Is there another way to diagnose mental disorders?

Posted on July 9, 2018

The Diagnostic and Statistical Manual of Mental Disorders (DSM V) is used by psychologists to diagnose people with mental disorders. One limitation of using the DSM V for diagnosis is the fact that it is categorical, and does not consider mental disorders as a spectrum, resulting in a lot of stigma. Labeling someone with depression, or OCD, or any other mental disorder emphasizes on the symptoms, and disregards the normal traits of the person.

Nevertheless, the DSM is a useful tool for psychologists to identify the problem and come up with treatments for their clients.

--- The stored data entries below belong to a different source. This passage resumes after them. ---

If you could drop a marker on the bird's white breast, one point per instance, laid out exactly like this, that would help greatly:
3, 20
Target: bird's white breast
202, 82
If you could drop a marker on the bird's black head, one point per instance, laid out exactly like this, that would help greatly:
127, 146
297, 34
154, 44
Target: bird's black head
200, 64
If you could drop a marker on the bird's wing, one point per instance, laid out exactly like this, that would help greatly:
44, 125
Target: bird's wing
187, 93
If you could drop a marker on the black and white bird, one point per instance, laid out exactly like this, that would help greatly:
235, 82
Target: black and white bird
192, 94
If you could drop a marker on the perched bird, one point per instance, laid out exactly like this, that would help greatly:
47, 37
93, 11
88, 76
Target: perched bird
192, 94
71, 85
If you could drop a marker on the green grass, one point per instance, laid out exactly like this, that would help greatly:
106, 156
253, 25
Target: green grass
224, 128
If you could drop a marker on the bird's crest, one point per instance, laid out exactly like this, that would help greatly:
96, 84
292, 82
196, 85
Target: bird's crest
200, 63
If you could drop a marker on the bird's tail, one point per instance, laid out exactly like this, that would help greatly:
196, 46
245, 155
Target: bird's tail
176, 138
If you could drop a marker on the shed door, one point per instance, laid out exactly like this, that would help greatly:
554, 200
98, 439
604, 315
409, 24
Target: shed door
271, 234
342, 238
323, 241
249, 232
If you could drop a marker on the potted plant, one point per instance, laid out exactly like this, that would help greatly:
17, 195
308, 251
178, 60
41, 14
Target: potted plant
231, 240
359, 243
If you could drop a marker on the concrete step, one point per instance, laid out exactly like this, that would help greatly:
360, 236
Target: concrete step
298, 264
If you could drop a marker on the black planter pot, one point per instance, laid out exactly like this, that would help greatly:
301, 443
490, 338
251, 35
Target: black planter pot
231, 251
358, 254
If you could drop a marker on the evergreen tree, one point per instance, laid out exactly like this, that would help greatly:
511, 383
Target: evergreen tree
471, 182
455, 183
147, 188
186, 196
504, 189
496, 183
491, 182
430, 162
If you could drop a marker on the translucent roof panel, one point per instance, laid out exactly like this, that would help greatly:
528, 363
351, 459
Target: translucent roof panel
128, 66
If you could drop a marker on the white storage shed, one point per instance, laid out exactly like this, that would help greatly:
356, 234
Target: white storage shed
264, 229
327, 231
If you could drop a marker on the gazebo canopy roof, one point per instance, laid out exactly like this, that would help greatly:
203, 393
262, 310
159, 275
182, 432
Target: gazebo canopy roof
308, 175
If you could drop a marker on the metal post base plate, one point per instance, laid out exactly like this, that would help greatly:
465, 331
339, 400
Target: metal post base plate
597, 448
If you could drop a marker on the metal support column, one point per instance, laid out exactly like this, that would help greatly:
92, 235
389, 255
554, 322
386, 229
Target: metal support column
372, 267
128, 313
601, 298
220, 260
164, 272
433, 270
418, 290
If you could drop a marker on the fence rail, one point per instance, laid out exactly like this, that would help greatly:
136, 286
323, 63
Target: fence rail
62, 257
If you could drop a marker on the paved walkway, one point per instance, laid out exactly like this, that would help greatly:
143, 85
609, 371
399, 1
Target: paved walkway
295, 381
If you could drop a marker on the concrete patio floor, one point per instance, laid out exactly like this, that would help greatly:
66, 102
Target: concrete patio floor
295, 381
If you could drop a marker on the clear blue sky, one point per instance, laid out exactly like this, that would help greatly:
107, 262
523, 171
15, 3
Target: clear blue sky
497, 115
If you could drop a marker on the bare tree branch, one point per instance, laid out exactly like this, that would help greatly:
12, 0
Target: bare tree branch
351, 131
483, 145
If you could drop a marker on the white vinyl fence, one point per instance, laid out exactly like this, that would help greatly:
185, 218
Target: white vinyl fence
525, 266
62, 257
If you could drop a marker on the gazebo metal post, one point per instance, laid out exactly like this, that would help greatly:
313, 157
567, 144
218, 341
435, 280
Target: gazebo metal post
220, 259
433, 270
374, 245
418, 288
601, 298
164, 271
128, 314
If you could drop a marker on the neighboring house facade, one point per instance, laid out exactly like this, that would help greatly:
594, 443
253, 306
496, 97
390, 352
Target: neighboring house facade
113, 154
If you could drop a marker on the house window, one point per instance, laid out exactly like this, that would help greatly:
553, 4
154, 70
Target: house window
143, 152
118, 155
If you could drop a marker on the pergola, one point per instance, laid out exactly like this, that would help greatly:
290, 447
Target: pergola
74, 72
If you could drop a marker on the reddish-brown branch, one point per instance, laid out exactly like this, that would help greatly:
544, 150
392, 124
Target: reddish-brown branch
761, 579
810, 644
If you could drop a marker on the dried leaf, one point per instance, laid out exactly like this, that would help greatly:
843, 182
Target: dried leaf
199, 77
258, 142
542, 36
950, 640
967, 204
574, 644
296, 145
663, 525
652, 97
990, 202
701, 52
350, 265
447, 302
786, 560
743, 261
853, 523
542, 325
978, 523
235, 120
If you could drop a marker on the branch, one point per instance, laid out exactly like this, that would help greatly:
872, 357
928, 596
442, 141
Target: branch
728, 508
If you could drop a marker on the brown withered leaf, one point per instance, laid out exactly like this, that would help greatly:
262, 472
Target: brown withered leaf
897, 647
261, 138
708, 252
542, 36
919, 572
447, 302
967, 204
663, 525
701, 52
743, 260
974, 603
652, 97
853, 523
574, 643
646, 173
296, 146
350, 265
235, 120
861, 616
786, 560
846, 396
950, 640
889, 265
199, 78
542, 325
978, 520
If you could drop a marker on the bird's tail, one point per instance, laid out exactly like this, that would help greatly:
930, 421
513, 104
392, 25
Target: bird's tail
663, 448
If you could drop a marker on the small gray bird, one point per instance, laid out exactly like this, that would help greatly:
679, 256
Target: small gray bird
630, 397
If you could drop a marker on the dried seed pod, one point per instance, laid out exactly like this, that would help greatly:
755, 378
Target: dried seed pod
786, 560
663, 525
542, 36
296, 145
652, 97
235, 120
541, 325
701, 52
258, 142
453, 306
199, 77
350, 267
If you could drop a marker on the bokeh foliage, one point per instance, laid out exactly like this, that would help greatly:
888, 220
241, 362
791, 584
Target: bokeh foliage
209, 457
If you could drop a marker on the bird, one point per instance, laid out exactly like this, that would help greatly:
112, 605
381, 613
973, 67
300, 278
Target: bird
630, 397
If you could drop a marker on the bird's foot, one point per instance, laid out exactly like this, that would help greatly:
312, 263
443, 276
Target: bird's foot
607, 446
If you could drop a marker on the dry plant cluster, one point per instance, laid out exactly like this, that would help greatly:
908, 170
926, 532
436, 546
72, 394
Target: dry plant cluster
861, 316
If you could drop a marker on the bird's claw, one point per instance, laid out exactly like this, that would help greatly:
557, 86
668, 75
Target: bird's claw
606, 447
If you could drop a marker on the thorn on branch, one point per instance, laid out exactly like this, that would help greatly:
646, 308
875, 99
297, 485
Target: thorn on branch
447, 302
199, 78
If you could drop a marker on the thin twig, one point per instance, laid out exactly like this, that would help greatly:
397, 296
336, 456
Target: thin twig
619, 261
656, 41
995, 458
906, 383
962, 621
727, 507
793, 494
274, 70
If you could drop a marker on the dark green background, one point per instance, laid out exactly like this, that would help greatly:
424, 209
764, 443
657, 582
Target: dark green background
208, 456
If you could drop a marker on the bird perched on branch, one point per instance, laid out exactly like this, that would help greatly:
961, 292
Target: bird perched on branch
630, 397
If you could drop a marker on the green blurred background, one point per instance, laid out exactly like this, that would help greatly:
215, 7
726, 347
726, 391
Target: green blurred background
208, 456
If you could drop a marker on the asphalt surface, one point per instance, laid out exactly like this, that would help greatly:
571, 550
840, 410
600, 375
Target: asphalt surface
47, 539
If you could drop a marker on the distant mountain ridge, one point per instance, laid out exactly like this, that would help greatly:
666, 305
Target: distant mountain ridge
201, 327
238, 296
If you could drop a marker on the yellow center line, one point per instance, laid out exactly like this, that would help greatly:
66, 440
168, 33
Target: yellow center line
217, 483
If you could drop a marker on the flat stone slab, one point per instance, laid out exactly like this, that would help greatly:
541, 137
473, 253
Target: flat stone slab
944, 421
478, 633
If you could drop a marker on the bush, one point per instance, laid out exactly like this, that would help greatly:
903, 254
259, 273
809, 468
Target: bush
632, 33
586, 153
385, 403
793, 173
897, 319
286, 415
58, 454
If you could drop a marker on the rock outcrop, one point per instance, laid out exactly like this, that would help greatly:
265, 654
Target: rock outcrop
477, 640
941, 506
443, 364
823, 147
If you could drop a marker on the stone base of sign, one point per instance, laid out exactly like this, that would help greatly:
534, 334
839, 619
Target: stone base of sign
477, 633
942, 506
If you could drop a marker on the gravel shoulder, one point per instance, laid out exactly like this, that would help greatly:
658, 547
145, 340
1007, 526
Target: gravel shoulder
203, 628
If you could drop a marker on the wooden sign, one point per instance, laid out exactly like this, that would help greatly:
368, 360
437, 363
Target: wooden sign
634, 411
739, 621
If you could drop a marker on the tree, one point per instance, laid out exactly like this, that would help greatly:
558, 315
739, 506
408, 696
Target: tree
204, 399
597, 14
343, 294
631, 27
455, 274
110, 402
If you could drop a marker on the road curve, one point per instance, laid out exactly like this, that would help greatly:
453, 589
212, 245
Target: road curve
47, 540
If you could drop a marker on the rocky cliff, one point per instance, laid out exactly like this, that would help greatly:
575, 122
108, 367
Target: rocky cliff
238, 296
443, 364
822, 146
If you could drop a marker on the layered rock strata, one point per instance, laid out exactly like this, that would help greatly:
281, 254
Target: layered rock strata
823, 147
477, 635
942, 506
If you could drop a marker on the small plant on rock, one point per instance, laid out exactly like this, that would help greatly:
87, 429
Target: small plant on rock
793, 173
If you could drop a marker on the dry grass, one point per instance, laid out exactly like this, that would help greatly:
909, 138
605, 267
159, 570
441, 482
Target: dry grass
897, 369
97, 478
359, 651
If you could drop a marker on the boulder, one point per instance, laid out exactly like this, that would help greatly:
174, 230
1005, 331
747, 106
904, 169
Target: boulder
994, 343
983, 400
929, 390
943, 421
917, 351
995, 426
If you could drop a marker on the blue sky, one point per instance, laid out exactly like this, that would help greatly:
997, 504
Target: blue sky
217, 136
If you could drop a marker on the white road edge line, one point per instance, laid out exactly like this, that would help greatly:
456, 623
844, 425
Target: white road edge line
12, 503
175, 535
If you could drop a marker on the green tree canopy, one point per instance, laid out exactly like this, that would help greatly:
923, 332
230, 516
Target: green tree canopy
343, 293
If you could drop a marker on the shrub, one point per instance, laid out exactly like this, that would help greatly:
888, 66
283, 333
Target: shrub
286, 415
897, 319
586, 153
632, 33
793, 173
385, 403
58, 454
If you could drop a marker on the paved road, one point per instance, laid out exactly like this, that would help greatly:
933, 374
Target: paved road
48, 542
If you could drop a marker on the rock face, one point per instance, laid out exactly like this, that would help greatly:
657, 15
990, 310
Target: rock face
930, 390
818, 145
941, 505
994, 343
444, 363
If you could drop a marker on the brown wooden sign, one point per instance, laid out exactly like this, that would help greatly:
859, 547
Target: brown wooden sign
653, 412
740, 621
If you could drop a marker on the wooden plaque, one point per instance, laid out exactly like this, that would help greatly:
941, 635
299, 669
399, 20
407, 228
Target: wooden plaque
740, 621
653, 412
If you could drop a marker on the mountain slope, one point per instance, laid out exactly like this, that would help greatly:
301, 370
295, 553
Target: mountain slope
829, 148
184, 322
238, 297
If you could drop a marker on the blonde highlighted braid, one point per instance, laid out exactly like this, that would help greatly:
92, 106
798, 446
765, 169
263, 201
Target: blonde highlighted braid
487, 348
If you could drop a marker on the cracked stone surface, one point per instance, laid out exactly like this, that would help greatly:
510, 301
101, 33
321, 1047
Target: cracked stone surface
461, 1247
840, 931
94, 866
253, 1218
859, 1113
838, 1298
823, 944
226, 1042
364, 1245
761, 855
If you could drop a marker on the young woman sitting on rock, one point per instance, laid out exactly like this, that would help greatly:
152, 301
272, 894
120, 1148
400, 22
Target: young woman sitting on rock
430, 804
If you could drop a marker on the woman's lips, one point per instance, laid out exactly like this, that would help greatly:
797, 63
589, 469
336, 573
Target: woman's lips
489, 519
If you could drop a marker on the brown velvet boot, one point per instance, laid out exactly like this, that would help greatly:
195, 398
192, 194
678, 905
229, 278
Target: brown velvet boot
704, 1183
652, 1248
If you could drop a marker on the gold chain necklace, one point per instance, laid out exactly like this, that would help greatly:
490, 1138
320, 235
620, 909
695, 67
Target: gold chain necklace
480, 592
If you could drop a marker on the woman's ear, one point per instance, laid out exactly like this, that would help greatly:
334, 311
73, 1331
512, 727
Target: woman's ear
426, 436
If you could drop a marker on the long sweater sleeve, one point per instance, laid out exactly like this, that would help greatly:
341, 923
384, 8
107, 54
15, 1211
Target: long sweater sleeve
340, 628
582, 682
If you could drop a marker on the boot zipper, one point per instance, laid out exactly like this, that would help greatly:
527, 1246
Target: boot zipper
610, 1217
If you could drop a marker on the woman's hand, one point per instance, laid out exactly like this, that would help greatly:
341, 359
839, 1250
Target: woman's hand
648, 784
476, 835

In 2000, psychologists Peterson and Seligman decided to find another method of diagnosis that was less stigmatizing than the DSM. Peterson and Seligman proposed a Values in Action (VIA) classification system, which emphasizes on 24 character strengths that exist globally. These strengths include creativity, curiosity, good judgment, bravery, kindness, and hope. This VIA system is less stigmatizing as it considers a spectrum of a trait. It emphasizes on universal strengths rather than abnormal symptoms. For example, "good judgement" is a strength that falls between gullibility and cynicism, which are extreme ends of the spectrum.

Peterson believes that a psychologist should not focus on reaching a diagnosis, but focus on the character strengths spectrum.